Témoignage Évacuation par avion-ambulance

Mon fils est mort sans moi

Mon fils Mattéo a été transféré à bord du Challenger le 2 novembre 2008. Nous avons été séparés par le transfert, car on a refusé de me prendre à bord de l’avion, malgré le fait que j’étais infirmière là-bas et qu’il est courant de prendre des parents à bord d’autres avions-ambulances quand il y a de la place. 

J’ai été séparé de mon fils Mattéo pendant 12 heures. J’ai dû prendre un vol commercial – qui a failli être annulé – qui a pris du retard en raison du blizzard. 

Quand je suis arrivée à l’Hôpital de Montréal pour enfants, mon fils était aux soins intensifs. On lui avait rasé la tête. Moi qui ne lui avais encore jamais coupé ses cheveux bouclés… 
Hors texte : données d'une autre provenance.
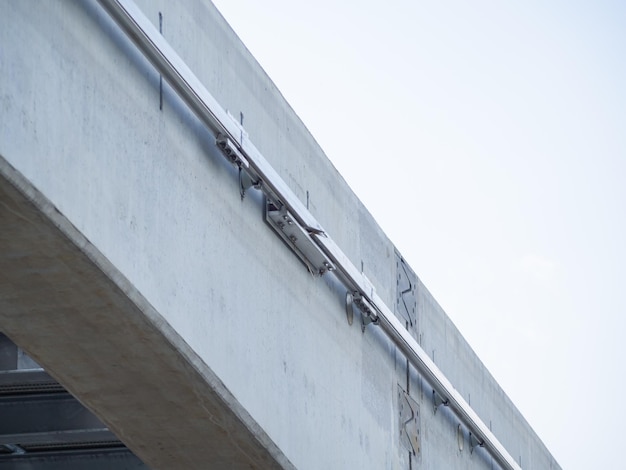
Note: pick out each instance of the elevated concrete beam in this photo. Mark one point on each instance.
(58, 293)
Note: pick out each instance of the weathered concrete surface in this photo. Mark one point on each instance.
(149, 192)
(95, 333)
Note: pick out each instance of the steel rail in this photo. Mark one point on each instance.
(157, 50)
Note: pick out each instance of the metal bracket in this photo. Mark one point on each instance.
(438, 400)
(368, 312)
(231, 152)
(246, 182)
(475, 442)
(298, 238)
(349, 308)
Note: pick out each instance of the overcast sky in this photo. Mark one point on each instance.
(488, 140)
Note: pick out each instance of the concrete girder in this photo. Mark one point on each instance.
(58, 293)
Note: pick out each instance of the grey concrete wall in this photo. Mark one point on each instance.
(148, 188)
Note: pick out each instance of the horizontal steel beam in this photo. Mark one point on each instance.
(27, 381)
(101, 459)
(46, 413)
(147, 38)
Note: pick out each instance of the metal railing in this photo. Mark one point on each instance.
(307, 236)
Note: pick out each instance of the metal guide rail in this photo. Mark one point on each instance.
(290, 218)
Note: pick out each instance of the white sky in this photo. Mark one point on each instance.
(487, 139)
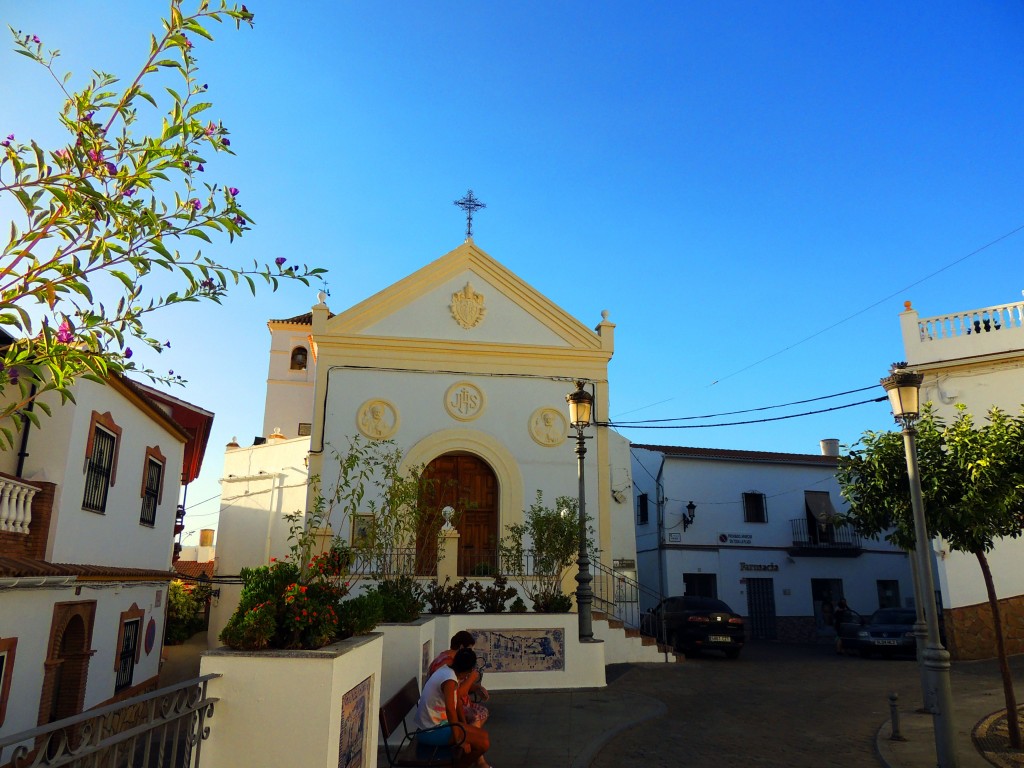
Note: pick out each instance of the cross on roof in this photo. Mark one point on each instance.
(470, 205)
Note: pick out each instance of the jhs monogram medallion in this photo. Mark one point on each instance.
(464, 400)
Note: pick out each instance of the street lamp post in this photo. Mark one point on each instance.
(903, 388)
(581, 406)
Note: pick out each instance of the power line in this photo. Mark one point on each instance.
(748, 411)
(739, 423)
(870, 306)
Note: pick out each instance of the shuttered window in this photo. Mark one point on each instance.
(100, 464)
(154, 471)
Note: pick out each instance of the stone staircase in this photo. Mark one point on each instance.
(623, 644)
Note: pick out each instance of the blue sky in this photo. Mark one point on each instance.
(733, 178)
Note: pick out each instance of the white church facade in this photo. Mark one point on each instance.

Puis, la nouvelle est tombée : mort cérébrale. Quelque part au-dessus du Québec. Sans sa maman. Seul dans les airs, son petit cerveau s’est éteint. Je n’ai jamais eu la chance de lui dire au revoir. À mon arrivée, il était trop tard. Mon fils s’est fait charcuter le crâne pour y poser un drain, s’est fait piquer de partout, et il a été enrobé avec une couverture de glace pour préserver son cerveau, juste avec un brin d’espoir. 

Je n’étais pas là pour lui dire que je l’aimais. Pour qu'il entende dans son subconscient la voix de sa maman. Il avait 2 ans 10 mois et il était probablement terrorisé. 

J’ai été prise dans un dilemme quant à mon choix de transport : prendre le Challenger pour mon fils, mais sans moi, qui atteint Montréal en 45 minutes, ou prendre Propair avec mon fils à côté de moi qui atteint Montréal en trois heures.

J’ai choisi la vitesse. Sans réfléchir à l’impact futur. Et au deuil, qui est survenu. Il fallait sauver Mattéo. 

Puis il a fallu attendre une autre journée, un autre vol commercial interminable pour que son frère et sa sœur soient présents à son décès, après le retrait du ventilateur qui le maintenait en vie artificiellement. 

Dans mon deuil, c’est le trou noir. L’amnésie de cet espace-temps qui m’a été volé. Je me suis construit des images de son arrivée en ambulance, seul. Ça m’angoisse de ne pas avoir pu être à ses côtés pour le soulager. Ça m’a pris des années pour construire ce vide. Pour oublier cette injustice. Pour oublier qu’on m’a volé mes derniers moments avec mon enfant. 

Moi, j’étais infirmière dans le Grand Nord, dans une communauté crie de Chisasibi. Avant, j’étais infirmière à l’unité de néonatalogie et de pédiatrie de l’Hôpital de Montréal pour enfants. Des enfants autochtones et inuits arrivés seuls, terrorisés et passés au bistouri, j’en ai vu. Des enfants qui se réveillent après une opération, paniqués, entourés d’un monde quasi imaginaire. Sans visage. Sans repères. 

Et en 2018, ça n’a toujours pas changé. 

Ils ont dû en faire depuis le temps des rénovations sur ces avions. Personne n’a voulu inclure une petite place pour un parent. Cette petite place assise aurait coûté au système de santé beaucoup moins à ce jour que les dommages collatéraux psychologiques qui s’en sont suivis, j’en suis certaine. 

Pour les transferts par Challenger, la situation est la même chez les autochtones cris. La situation est la même pour tout le Québec, en fait. Que vous soyez à Rimouski ou à Blanc-Sablon. 

Il y a d’autres avions-hôpitaux qui acceptent les parents à bord. Le hic, c’est que ce sont des avions plus lents. Comme Propair, par exemple. Seul Challenger refuse des parents, sous des prétextes bidon. Si un parent panique, ils ne veulent pas gérer de situations anxieuses. Aussi, ils arrêtent parfois prendre d’autres patients en cours de route. 

Ajoutez les préjugés envers les autochtones, et c’est encore plus explosif. 

C’est rarement pour le bien de l’enfant. Aucune raison pour moi n’est valable. Il faut changer de disque, M. Barrette. Ça fait 20 fois qu’il tourne. Après la mort de Mattéo, j’ai crié haut et fort contre cette pratique insensible et monstrueuse. Je voulais en faire mon cheval de bataille. Obtenir ce droit pour les parents et les enfants autochtones. Mais j’avais aussi trois autres petits nombrils dont m’occuper et une vie à reconstruire. 

Ma carrière a été détruite par le traumatisme de la mort de mon enfant dans mon milieu de travail. Votre article m’a apporté un réconfort. Quelqu’un va peut-être nous entendre. Lançons un GoFundMe. Pour acheter un petit siège supplémentaire. Pour rassurer le personnel à bord et changer des politiques désuètes du temps du Dr Spock.